Karena lebih jauh, dalam sebuah arena pertarungan Pilkada selalu ada propaganda sana-sini. Polemik salah menyalahkan dan penebaran isu sudah biasa terjadi.
“Ini serang sana, biasa dengan kata-kata yang tidak senang biasa sajalah, yang terpenting bagi saya objektif, rulesnya ada by regulation sudah lah,” ajaknya.

“Jadi bapak itu (Aditya Mufti Ariffin<-red) yang kalah udah mendingan siapkan argumentasi untuk argumentasi hukum untuk data untuk pukul jangan au au au, kalau saya begitu,” sarannya.
Dalam kasus ini, ia kembali menekankan KPU dan Bawaslu sudah menjalankan tugasnya dengan baik, walaupun anggaran mereka dari APBD dibawah kepemimpian sang petahana, namun penyelenggara tetap tegak pada aturan dan undang-undang yang berlaku.
“Mau suka atau tidak pembatalan ini sah, dengan segala hormat kepada bapak yang dibatalkan bahwa pembatalan ini sah,” tegasnya.
Pikir Margarito, hukum di Pilkada menyediakan cara prosedur untuk orang yang tidak setuju dengan keputusan-keputusan penyelenggara.
Diberikan hak untuk mengoreksi ke PTUN atau ke Mahkamah Agung digunakan atau tidak, kalau tidak digunakan maka secara hukum yang bersangkutan mesti menerima keputusan itu.
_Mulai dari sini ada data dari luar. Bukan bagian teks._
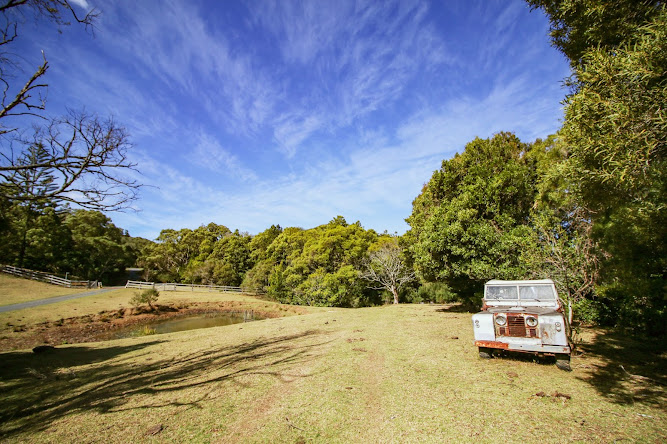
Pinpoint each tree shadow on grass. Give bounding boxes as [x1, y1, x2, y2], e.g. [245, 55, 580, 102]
[0, 331, 329, 438]
[435, 303, 472, 314]
[578, 331, 667, 410]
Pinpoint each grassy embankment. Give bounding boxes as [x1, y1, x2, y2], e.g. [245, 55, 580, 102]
[0, 276, 667, 443]
[0, 273, 88, 306]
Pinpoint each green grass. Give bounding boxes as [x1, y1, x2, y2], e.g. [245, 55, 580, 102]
[0, 305, 667, 443]
[0, 273, 88, 306]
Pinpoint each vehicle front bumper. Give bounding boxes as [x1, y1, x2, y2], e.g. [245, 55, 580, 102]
[475, 341, 570, 354]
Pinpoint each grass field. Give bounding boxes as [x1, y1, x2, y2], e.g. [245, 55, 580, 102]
[0, 273, 88, 306]
[0, 298, 667, 443]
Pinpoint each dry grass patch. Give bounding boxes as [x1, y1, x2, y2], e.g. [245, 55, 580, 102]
[0, 305, 667, 443]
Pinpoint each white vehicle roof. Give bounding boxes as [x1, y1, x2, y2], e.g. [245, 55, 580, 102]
[486, 279, 554, 285]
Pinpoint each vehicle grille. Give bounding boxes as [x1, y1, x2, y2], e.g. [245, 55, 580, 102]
[507, 316, 526, 336]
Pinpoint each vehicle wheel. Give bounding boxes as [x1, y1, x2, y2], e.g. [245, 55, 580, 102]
[479, 347, 492, 359]
[556, 355, 572, 372]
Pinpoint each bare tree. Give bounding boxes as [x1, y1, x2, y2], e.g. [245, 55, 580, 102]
[0, 111, 141, 211]
[0, 0, 99, 135]
[0, 0, 141, 211]
[361, 239, 415, 304]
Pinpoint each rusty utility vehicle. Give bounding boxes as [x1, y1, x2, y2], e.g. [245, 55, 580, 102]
[472, 279, 570, 371]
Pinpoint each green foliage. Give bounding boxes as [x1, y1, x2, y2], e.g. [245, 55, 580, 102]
[63, 210, 136, 280]
[413, 282, 459, 304]
[130, 288, 160, 310]
[526, 0, 664, 65]
[407, 133, 537, 299]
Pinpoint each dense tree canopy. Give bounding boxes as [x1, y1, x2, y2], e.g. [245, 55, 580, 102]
[529, 0, 667, 334]
[407, 133, 537, 297]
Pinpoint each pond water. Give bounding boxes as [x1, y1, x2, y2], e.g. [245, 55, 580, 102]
[114, 312, 259, 339]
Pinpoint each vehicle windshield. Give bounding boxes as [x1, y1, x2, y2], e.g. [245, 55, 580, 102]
[486, 285, 556, 301]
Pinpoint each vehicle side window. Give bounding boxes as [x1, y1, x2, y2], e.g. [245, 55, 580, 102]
[519, 285, 556, 301]
[486, 285, 519, 299]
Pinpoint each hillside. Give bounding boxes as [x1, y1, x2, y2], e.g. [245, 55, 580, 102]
[0, 304, 667, 442]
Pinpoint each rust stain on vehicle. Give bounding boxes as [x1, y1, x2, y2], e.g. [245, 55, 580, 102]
[475, 341, 509, 350]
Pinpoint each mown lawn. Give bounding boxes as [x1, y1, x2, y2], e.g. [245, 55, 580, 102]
[0, 305, 667, 443]
[0, 273, 88, 306]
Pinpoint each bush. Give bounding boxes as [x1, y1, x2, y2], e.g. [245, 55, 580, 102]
[130, 288, 160, 310]
[411, 282, 459, 304]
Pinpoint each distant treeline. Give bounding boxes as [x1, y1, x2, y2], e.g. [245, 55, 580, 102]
[0, 0, 667, 335]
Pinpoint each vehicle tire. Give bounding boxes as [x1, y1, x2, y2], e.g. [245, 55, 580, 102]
[556, 355, 572, 372]
[479, 347, 492, 359]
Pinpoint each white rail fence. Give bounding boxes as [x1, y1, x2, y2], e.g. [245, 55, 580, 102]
[125, 281, 254, 294]
[0, 265, 102, 288]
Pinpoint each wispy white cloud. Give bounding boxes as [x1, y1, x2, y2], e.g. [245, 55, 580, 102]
[186, 131, 257, 181]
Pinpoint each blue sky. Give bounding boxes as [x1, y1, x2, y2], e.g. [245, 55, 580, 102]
[17, 0, 569, 239]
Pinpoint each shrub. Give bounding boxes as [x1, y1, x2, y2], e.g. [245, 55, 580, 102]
[412, 282, 459, 304]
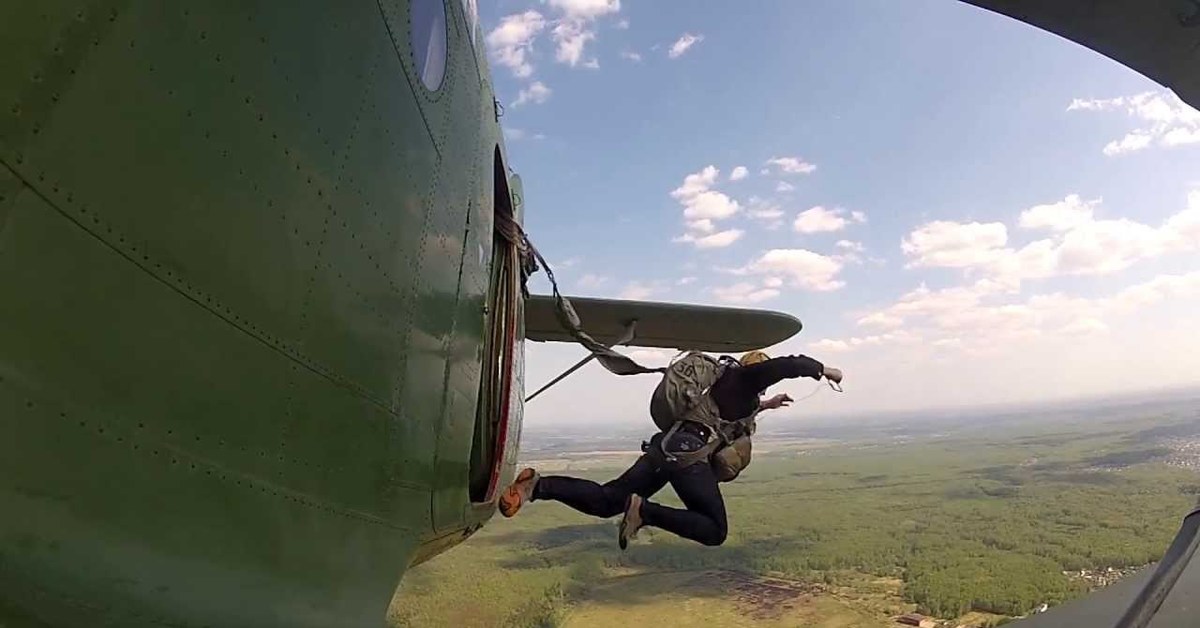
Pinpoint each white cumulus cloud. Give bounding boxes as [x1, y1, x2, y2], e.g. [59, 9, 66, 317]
[901, 191, 1200, 282]
[674, 229, 745, 249]
[1067, 91, 1200, 156]
[734, 249, 846, 292]
[486, 11, 546, 78]
[512, 80, 551, 107]
[792, 205, 848, 233]
[671, 166, 744, 249]
[667, 32, 704, 59]
[767, 157, 817, 174]
[713, 281, 779, 305]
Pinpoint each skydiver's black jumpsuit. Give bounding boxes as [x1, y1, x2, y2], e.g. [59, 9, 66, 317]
[533, 355, 824, 545]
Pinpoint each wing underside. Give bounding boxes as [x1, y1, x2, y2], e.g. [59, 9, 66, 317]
[962, 0, 1200, 108]
[526, 294, 803, 352]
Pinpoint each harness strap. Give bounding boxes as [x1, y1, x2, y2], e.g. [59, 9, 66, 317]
[497, 213, 666, 375]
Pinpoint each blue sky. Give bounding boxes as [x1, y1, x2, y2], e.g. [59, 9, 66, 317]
[479, 0, 1200, 423]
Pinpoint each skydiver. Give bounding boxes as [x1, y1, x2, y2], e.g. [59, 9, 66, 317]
[499, 351, 842, 549]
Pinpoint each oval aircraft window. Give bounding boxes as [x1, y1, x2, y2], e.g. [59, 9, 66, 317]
[409, 0, 446, 91]
[462, 0, 479, 48]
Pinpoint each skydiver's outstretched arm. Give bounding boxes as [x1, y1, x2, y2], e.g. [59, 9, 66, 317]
[733, 355, 826, 391]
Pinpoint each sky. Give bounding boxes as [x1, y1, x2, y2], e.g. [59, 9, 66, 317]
[479, 0, 1200, 425]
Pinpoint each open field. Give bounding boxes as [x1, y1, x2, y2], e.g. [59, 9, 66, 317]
[389, 401, 1200, 628]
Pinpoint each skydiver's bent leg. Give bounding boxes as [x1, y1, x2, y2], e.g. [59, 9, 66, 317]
[626, 462, 728, 545]
[530, 455, 667, 518]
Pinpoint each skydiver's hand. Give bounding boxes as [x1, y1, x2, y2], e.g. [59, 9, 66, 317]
[823, 366, 841, 384]
[762, 394, 792, 409]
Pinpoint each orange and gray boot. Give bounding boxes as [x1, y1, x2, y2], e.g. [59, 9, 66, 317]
[617, 492, 642, 550]
[500, 468, 538, 516]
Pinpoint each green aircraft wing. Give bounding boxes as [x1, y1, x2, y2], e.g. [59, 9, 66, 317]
[524, 294, 803, 352]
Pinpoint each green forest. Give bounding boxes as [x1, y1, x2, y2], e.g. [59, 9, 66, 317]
[391, 405, 1200, 626]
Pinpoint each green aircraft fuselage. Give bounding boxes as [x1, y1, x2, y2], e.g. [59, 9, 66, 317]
[0, 0, 523, 627]
[0, 0, 1190, 628]
[0, 0, 799, 628]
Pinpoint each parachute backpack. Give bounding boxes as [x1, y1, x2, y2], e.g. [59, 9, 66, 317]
[650, 351, 758, 482]
[650, 351, 725, 432]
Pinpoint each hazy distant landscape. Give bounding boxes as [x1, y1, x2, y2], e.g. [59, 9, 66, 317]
[389, 394, 1200, 627]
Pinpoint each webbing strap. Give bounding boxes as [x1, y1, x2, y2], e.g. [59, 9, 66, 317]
[497, 213, 666, 375]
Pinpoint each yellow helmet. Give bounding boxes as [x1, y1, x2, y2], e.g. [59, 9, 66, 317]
[738, 351, 770, 366]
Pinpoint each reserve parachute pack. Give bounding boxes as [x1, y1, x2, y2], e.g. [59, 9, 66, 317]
[497, 213, 757, 482]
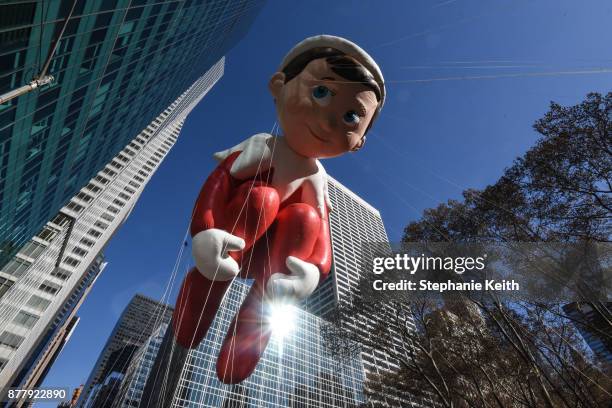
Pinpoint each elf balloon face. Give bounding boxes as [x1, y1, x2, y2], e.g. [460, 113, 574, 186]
[172, 36, 385, 383]
[269, 58, 378, 158]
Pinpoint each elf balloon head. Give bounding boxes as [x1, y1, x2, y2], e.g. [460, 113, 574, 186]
[269, 35, 385, 158]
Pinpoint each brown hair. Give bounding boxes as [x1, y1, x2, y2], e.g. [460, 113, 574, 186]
[282, 47, 381, 135]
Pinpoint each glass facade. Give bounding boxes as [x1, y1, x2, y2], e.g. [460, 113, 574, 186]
[0, 63, 225, 398]
[0, 0, 262, 266]
[114, 281, 364, 408]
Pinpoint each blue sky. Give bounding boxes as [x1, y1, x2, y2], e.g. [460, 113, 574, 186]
[39, 0, 612, 406]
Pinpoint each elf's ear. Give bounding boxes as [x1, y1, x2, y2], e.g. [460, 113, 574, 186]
[268, 72, 285, 100]
[351, 135, 366, 152]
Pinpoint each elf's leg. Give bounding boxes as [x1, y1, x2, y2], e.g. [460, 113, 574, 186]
[172, 181, 279, 348]
[217, 203, 321, 384]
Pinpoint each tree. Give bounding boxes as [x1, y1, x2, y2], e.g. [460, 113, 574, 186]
[326, 93, 612, 408]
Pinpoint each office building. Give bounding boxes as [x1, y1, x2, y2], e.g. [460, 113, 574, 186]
[0, 0, 262, 267]
[0, 63, 224, 396]
[80, 294, 174, 407]
[113, 280, 364, 408]
[304, 177, 415, 407]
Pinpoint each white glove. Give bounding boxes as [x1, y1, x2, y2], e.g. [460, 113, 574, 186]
[266, 256, 320, 302]
[191, 228, 245, 281]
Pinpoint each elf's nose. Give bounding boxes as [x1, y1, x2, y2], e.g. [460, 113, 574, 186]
[321, 113, 338, 132]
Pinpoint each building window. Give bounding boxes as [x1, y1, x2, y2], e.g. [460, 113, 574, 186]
[38, 281, 62, 295]
[51, 269, 70, 281]
[64, 255, 80, 267]
[0, 276, 14, 298]
[13, 310, 38, 329]
[26, 295, 51, 312]
[0, 331, 24, 350]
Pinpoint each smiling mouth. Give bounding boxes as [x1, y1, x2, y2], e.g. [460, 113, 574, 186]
[306, 125, 329, 143]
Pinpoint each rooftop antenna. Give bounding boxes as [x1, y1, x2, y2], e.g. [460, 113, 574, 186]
[0, 0, 79, 104]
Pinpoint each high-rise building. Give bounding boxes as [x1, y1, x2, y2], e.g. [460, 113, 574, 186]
[0, 0, 263, 267]
[0, 64, 224, 402]
[113, 280, 365, 408]
[80, 294, 174, 407]
[304, 177, 415, 407]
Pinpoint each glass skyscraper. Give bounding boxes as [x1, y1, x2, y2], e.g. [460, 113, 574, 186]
[0, 62, 225, 398]
[0, 0, 262, 267]
[80, 294, 174, 406]
[113, 280, 364, 408]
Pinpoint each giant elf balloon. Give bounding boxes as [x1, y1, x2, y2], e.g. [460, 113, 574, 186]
[172, 35, 385, 384]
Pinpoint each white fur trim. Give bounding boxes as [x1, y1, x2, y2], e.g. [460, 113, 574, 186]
[278, 34, 386, 110]
[191, 228, 245, 281]
[266, 256, 320, 302]
[213, 133, 272, 180]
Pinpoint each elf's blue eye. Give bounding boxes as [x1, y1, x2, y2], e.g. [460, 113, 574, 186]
[342, 111, 361, 125]
[312, 85, 332, 106]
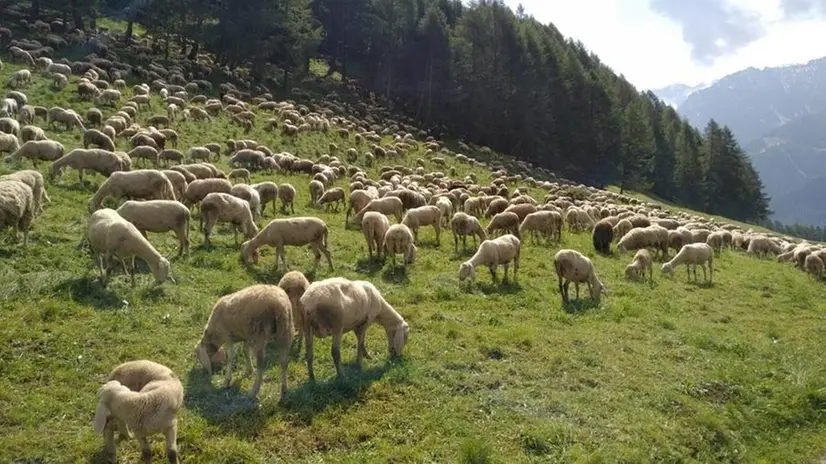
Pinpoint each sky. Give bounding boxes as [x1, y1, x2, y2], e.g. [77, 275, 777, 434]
[505, 0, 826, 90]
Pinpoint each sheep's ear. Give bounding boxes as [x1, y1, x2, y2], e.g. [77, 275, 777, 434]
[92, 398, 109, 434]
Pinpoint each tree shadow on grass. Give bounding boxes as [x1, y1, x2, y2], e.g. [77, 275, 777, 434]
[184, 366, 267, 438]
[56, 277, 123, 309]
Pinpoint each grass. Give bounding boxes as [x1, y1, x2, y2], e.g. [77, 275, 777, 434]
[0, 52, 826, 463]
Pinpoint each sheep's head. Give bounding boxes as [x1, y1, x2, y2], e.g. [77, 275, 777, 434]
[459, 262, 476, 282]
[387, 321, 410, 358]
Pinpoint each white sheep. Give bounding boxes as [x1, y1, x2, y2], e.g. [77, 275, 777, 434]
[87, 208, 174, 286]
[93, 359, 184, 464]
[241, 217, 333, 271]
[361, 211, 390, 260]
[116, 200, 190, 256]
[195, 284, 293, 398]
[300, 277, 410, 382]
[625, 249, 654, 281]
[459, 234, 522, 282]
[554, 249, 608, 304]
[662, 243, 714, 283]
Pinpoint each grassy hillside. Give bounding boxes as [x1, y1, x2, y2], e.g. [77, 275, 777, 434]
[0, 58, 826, 463]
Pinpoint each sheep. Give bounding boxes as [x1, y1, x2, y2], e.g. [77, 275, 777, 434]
[0, 180, 35, 247]
[89, 169, 175, 213]
[278, 271, 310, 352]
[459, 232, 522, 282]
[250, 181, 278, 215]
[116, 200, 190, 256]
[227, 168, 250, 184]
[49, 147, 124, 184]
[0, 169, 52, 214]
[361, 211, 390, 260]
[300, 277, 410, 382]
[450, 211, 486, 253]
[92, 360, 184, 464]
[625, 249, 654, 282]
[384, 223, 418, 268]
[241, 217, 333, 272]
[662, 243, 714, 284]
[199, 192, 258, 246]
[554, 249, 608, 304]
[316, 187, 345, 212]
[83, 129, 115, 151]
[195, 284, 293, 398]
[485, 211, 520, 238]
[278, 184, 295, 214]
[591, 219, 614, 255]
[87, 208, 174, 287]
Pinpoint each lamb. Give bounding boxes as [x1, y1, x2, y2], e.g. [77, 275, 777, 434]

“Mengikatkan tunduk kepada keputusan dan mengikatkan diri kepada semua konsekuensi hukum yang timbul dari keputusan itu, jadi selesai. Anda kehilangan kepentingan kehilangan hak dan secara konsekuansi anda kehilangan legal standing pergi ke Mahkamah Konstitusi,” pungkasnya.